Tuesday, September 13, 2005


Happy Birthday, Markus Hellesjo! Posted by Picasa

Old September

An old friend tracked me down, wrote to say hello.
He's living on the edge of the sea in Victoria. I think
he still runs into Sandra now and then. Jim travelled
to Greece a few years after we did. There's a line in
my song, The Summer Of St. Augustine, that goes
"On rented motorcycles, over red clay hills we flew,"
and that comes from a story Jim told me about riding
around Crete on motorbikes with his partner, Denise.

The bed below the bed below
The sky beyond the sky
The you before the you I know
The I behind the I

There's a baby squirrel hiding under the tool shed.
Black, frightened, alone. She goes flying every time I
take out the garbage or a bottle to the recycling bin.
Today, on the way home from work, I bought some
raw unshelled peanuts, left a few handfuls on a paper
plate near the shed. I put a bowl of water there, too.
I realize that I don't know what baby squirrels like
to eat or drink.

Never the less and never more
The kindness I can't kill
The life after the life before
The one I'm living still

I saw ten minutes of Fried Green Tomatoes today. I
liked Mary Stuart Masterson in that, as Miss Idgie
Threadgoode, her wildness and her full heart. I saw
the scene where she went to the dead tree and slid
her bare arm into the hole where the beehive was.
Hundreds of bees landed on her as her arm came up
with enough honeycomb to fill a glass jar. She was
wearing a white shirt, walking in grass up to her thighs.

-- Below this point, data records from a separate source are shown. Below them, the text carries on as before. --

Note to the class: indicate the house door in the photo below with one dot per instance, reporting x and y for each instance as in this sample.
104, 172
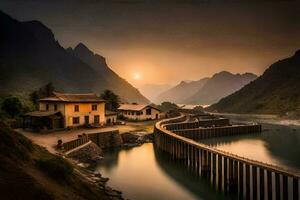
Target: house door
96, 119
86, 119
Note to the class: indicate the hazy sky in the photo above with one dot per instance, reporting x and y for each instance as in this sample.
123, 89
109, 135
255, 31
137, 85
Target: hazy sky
169, 41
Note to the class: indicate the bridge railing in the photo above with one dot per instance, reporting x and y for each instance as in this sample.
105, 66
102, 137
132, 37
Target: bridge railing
230, 173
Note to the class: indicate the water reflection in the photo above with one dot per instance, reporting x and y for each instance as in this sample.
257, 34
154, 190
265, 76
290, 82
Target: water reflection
277, 145
143, 173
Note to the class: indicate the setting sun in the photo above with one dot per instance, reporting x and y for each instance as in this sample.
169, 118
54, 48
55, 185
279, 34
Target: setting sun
137, 76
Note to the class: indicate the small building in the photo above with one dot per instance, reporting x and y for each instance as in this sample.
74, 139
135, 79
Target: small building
139, 111
110, 117
71, 109
43, 120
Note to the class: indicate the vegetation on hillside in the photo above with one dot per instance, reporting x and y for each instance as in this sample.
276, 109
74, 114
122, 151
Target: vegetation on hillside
28, 171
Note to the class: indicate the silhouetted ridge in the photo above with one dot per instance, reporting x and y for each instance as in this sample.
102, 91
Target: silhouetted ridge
31, 57
275, 92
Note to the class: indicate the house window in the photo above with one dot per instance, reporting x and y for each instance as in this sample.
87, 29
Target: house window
96, 119
76, 120
94, 107
76, 108
148, 111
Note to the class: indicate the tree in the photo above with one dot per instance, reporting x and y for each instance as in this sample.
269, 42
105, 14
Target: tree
34, 97
112, 100
12, 106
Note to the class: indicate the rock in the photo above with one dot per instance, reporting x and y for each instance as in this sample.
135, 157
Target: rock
89, 154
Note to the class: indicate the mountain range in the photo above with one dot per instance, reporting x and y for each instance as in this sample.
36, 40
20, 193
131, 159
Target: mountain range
207, 90
30, 57
218, 86
151, 91
276, 91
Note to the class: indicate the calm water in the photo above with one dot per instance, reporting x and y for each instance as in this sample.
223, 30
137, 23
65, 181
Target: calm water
143, 173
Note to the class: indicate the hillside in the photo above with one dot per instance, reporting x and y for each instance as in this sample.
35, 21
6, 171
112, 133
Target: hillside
219, 86
275, 92
31, 57
180, 92
28, 171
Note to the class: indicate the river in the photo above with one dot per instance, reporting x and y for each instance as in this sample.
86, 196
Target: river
143, 173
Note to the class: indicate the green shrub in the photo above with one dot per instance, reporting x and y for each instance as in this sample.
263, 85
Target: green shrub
55, 167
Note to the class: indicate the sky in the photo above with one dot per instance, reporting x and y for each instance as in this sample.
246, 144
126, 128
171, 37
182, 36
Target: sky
165, 42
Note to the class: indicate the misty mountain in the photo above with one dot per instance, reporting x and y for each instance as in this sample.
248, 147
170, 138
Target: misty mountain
277, 91
30, 57
151, 91
219, 86
180, 92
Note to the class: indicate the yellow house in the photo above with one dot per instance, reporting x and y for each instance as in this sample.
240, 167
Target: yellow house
76, 109
139, 111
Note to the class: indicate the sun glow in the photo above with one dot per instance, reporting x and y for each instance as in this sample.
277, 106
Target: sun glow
137, 76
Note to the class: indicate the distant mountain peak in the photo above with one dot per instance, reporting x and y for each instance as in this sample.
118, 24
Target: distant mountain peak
82, 48
297, 53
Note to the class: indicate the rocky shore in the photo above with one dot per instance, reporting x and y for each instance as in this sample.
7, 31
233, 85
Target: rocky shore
97, 180
87, 157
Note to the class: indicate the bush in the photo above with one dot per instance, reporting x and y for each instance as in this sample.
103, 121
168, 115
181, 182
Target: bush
56, 167
12, 106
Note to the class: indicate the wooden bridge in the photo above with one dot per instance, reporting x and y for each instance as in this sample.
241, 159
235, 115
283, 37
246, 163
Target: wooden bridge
228, 173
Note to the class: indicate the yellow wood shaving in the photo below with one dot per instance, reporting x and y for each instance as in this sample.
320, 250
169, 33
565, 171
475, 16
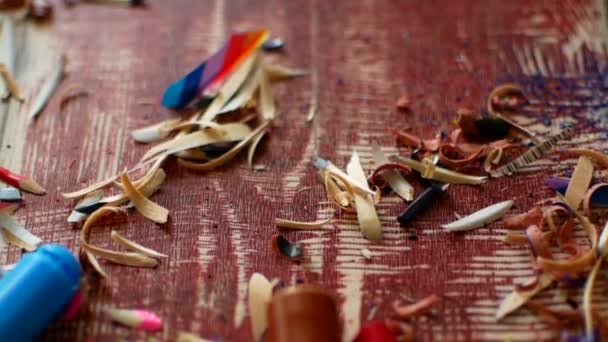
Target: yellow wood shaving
147, 185
245, 94
230, 87
579, 182
11, 84
90, 188
135, 247
226, 156
7, 51
279, 73
443, 175
393, 178
493, 158
587, 298
259, 295
156, 131
17, 235
267, 106
517, 298
252, 148
342, 198
122, 258
96, 266
10, 209
145, 206
599, 157
364, 204
233, 132
300, 225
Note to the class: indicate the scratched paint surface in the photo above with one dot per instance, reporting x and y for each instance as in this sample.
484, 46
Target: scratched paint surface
362, 55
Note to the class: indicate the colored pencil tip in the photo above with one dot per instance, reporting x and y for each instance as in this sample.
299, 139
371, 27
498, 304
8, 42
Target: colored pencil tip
31, 186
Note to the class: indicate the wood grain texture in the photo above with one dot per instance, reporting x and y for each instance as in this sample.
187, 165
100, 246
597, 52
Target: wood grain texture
362, 56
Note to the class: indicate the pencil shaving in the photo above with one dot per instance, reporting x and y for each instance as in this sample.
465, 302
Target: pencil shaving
210, 165
441, 174
300, 225
155, 132
135, 247
145, 206
267, 106
234, 132
480, 218
364, 204
259, 295
279, 73
579, 182
394, 179
17, 235
253, 147
48, 88
7, 53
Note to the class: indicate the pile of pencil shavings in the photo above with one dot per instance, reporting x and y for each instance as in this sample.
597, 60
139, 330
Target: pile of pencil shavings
10, 230
474, 149
231, 104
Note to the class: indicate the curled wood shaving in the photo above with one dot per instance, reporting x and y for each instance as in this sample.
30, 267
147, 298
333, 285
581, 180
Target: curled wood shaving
69, 95
587, 200
267, 106
364, 204
480, 218
232, 132
517, 239
587, 298
210, 165
48, 88
17, 235
252, 148
579, 182
518, 298
122, 258
423, 305
90, 188
367, 254
245, 94
135, 247
532, 154
10, 83
155, 132
522, 221
260, 293
147, 185
8, 208
7, 52
300, 225
441, 174
580, 263
279, 73
145, 206
230, 87
599, 157
328, 166
493, 158
394, 179
341, 198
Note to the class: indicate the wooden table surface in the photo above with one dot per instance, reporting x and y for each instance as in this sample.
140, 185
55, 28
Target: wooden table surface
362, 55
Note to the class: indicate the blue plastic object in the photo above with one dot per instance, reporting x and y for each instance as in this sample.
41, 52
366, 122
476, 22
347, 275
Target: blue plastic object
36, 292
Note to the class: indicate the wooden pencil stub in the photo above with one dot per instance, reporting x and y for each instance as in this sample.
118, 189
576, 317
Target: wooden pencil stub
303, 314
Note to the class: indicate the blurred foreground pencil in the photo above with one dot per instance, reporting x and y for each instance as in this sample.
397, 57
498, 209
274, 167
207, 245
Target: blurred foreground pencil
20, 181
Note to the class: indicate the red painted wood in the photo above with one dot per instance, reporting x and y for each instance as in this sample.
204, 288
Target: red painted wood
442, 54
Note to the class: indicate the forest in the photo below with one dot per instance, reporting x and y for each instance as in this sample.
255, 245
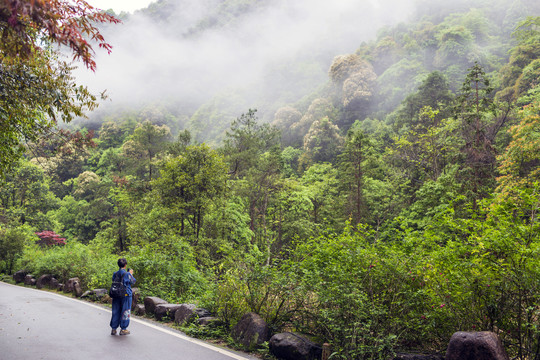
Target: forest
382, 206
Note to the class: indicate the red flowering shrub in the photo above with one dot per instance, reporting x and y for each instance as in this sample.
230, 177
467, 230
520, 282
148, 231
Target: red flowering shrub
50, 238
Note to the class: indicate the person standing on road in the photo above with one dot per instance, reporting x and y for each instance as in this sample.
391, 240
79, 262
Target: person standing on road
121, 307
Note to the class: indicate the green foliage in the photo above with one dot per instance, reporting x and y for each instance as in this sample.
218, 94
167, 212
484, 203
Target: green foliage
12, 242
166, 268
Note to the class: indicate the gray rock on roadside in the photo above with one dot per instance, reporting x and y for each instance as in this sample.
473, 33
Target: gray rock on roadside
166, 310
150, 303
19, 276
69, 287
483, 345
29, 280
290, 346
185, 314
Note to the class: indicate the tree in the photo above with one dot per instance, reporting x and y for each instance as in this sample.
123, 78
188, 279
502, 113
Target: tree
12, 241
189, 182
481, 119
50, 238
323, 142
246, 141
26, 197
433, 92
148, 140
321, 186
36, 87
520, 163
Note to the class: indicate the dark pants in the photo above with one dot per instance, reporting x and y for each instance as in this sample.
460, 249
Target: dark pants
121, 312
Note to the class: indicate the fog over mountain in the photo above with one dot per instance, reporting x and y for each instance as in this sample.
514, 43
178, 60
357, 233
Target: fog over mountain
189, 52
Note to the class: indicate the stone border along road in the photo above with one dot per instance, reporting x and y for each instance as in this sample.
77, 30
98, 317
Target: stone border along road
37, 324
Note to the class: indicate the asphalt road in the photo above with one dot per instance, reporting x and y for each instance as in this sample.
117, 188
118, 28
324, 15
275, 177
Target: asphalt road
36, 324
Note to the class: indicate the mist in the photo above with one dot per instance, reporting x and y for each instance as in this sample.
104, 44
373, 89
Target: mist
279, 51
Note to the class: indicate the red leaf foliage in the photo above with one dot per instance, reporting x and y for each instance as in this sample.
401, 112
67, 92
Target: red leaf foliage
63, 22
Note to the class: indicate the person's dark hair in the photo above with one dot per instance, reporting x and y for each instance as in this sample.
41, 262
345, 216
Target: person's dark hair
122, 262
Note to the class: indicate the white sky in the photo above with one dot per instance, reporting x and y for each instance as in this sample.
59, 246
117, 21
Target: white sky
120, 5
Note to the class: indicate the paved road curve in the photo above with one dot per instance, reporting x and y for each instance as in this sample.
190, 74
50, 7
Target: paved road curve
36, 324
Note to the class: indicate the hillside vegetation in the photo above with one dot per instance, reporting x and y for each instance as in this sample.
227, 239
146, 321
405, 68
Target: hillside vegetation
381, 209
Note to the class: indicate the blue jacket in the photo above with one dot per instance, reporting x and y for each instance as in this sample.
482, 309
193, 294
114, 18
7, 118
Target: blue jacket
127, 279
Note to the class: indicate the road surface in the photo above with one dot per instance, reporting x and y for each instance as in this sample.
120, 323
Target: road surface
36, 324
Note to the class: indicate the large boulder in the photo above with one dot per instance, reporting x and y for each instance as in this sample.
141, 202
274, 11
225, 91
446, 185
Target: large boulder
44, 280
188, 313
19, 276
483, 345
151, 302
250, 331
289, 346
166, 310
29, 280
418, 357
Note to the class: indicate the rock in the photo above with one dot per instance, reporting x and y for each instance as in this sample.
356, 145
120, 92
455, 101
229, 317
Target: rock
166, 310
43, 280
250, 331
210, 321
29, 280
19, 276
417, 357
289, 346
139, 309
70, 285
135, 298
188, 313
185, 314
150, 303
483, 345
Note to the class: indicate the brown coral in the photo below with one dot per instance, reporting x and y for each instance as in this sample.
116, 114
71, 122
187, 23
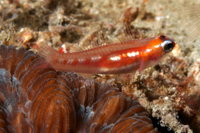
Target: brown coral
36, 98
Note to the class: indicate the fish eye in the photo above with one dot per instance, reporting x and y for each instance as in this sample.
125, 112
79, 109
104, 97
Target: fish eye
162, 37
167, 45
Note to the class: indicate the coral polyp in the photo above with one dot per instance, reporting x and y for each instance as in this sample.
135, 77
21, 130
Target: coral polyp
36, 98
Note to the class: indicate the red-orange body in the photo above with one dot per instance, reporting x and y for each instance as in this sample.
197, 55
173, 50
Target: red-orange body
123, 57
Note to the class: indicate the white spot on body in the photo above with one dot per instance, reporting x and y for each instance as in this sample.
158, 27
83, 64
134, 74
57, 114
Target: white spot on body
95, 58
60, 60
157, 46
64, 48
81, 60
70, 61
148, 50
132, 54
115, 58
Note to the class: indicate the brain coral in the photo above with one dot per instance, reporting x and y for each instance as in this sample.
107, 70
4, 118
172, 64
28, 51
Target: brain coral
37, 98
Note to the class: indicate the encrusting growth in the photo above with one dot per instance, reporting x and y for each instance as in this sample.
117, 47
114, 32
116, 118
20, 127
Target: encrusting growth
43, 100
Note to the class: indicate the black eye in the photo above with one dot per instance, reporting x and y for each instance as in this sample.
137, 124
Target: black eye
162, 37
168, 45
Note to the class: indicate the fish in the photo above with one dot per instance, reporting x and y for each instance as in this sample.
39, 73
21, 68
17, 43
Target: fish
116, 58
191, 21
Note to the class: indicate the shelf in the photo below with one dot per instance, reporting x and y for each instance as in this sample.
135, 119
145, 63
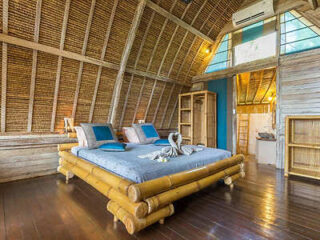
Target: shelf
304, 145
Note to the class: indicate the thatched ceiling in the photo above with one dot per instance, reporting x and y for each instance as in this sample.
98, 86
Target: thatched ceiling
256, 87
39, 88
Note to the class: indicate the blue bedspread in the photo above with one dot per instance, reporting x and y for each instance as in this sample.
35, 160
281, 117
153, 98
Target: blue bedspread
128, 165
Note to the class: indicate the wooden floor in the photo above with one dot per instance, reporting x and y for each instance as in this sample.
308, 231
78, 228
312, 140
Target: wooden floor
264, 205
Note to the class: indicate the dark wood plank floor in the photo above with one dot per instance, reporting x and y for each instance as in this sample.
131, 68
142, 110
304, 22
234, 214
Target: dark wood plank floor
264, 205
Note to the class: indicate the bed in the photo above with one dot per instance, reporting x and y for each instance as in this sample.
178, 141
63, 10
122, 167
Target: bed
141, 191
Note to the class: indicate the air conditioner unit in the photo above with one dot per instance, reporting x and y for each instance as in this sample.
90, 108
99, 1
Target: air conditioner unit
255, 12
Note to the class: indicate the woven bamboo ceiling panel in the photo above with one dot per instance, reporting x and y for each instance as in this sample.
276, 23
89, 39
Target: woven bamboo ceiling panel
82, 43
256, 87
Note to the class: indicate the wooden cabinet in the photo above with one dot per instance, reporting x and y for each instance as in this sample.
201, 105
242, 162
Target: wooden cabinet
197, 118
302, 148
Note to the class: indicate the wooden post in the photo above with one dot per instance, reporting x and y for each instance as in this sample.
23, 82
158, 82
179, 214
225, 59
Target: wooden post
171, 40
57, 84
83, 51
138, 102
34, 65
167, 105
103, 53
5, 6
174, 108
124, 59
158, 105
150, 100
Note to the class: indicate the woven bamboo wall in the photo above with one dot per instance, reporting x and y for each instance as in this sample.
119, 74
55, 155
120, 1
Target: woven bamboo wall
256, 87
161, 48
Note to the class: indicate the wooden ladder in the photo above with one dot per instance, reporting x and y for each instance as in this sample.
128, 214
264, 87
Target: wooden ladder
243, 133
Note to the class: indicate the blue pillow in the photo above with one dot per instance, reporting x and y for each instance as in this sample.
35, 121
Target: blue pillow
162, 142
113, 147
98, 134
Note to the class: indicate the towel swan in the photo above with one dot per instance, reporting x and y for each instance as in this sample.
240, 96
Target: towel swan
176, 148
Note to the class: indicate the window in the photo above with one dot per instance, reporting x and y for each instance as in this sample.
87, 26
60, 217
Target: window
259, 48
221, 59
255, 42
297, 33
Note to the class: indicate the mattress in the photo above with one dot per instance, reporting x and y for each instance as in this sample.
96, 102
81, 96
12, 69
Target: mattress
129, 166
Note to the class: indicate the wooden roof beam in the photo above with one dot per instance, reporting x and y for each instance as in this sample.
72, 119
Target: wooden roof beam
124, 59
5, 6
273, 80
34, 65
313, 4
75, 56
266, 63
177, 21
58, 74
260, 82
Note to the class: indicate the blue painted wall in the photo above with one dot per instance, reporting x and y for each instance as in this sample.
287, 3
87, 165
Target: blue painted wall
220, 88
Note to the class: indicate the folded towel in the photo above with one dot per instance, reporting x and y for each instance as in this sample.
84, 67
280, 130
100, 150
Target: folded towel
173, 150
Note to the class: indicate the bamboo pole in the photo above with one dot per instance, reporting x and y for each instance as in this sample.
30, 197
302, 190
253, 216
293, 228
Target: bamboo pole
139, 210
118, 183
158, 201
144, 190
67, 146
133, 224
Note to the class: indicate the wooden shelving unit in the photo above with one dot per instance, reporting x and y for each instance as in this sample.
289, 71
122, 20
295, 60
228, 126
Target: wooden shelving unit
197, 118
302, 148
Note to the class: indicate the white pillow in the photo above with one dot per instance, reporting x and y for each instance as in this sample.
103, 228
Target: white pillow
131, 134
81, 137
146, 132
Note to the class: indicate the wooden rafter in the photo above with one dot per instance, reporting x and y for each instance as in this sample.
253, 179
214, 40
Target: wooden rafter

The girl behind the woman's face
The virgin and the wife
The innocence beneath each trace
The wear and tear of life

Harald was telling me of one of Tone's music students,
just a boy, really. Harald sent me a Nick Drake song this
boy had recorded with Tone. I wrote back saying it was
very good and that I could tell the boy had listened to
John Lennon singing Across The Universe. Harald wrote
back in disbelief, asking how I could know. Know what?
It turns out that the first song this boy ever learned
was Across The Universe.

We are walking on a ball
It's late and much too soon
Leaves don't practise how to fall
The sun lights up the moon

I stood in cities old as the wind. What is it, pal, that brings
feelings up in me when I stand beside old churches? I like
people best when they look at me and say nothing, when
their eyes melt with recognition. Poets must be gypsies
who never learn to beg. Long after storms things still come
ashore.

Sometimes I wake at four in the morning and call up the
Birdwatchers line to listen to yesterday's sightings. The
woman who records the message has a lovely Irish accent.
I imagine sitting with her on the far side of the lake, the
two of us waiting there together, one pair of binoculars
between us, tea in a thermos, not a single branch moving
as the dark water brightens, shade by shade.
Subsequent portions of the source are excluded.